Saturday, January 26th, 2013
DataFu: The WD-40 of Big Data by Sam Shah.
From the post:
If Pig is the “duct tape for big data“, then DataFu is the WD-40. Or something.
No, seriously, DataFu is a collection of Pig UDFs for data analysis on Hadoop. DataFu includes routines for common statistics tasks (e.g., median, variance), PageRank, set operations, and bag operations.
It’s helpful to understand the history of the library. Over the years, we developed several routines that were used across LinkedIn and were thrown together into an internal package we affectionately called “littlepiggy.” The unfortunate part, and this is true of many such efforts, is that the UDFs were ill-documented, ill-organized, and easily got broken when someone made a change. Along came PigUnit, which allowed UDF testing, so we spent the time to clean up these routines by adding documentation and rigorous unit tests. From this “datafoo” package, we thought this would help the community at large, and there you have DataFu.
So what can this library do for you? Let’s look at one of the classical examples that showcase the power and flexibility of Pig: sessionizing a click steam.
DataFu
The UDF bag and set operations are likely to be of particular interest.
Posted in DataFu, Hadoop, MapReduce, Pig | No Comments »
Wednesday, January 16th, 2013
Packetpig Finding Zero Day Attacks by Michael Baker.
From the post:
When Russell Jurney and I first teamed up to write these posts we wanted to do something that no one had done before to demonstrate the power of Big Data, the simplicity of Pig and the kind of Big Data Security Analytics we perform at Packetloop. Packetpig was modified to support Amazon’s Elastic Map Reduce (EMR) so that we could process a 600GB set of full packet captures. All that we needed was a canonical Zero Day attack to analyse. We were in luck!

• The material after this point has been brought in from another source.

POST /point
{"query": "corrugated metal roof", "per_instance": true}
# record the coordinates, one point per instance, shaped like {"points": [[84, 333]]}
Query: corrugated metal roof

In August 2012 a vulnerability in Oracle JRE 1.7 created huge publicity when it was disclosed that a number of Zero Day attacks had been report to Oracle in April but had still not been addressed in late August 2012. To make matters worse Oracle’s scheduled patch for JRE was months away (October 16). This position subsequently changed and a number of out-of-band patches for JRE were released for what became known as CVE-2012-4681 on the 30th of August.
The vulnerability exposed around 1 Billion systems to exploitation and the exploit was 100% effective on Windows, Mac OSX and Linux. A number of security researchers were already seeing the exploit in the wild as it was incorporated into exploit packs for the delivery of malware.
Interesting tool for packet analysis as well as insight on using Amazon’s EMR to process 600 GB of packets.
Packetpig could be an interesting source of data for creating maps or adding content to maps, based on packet traffic content.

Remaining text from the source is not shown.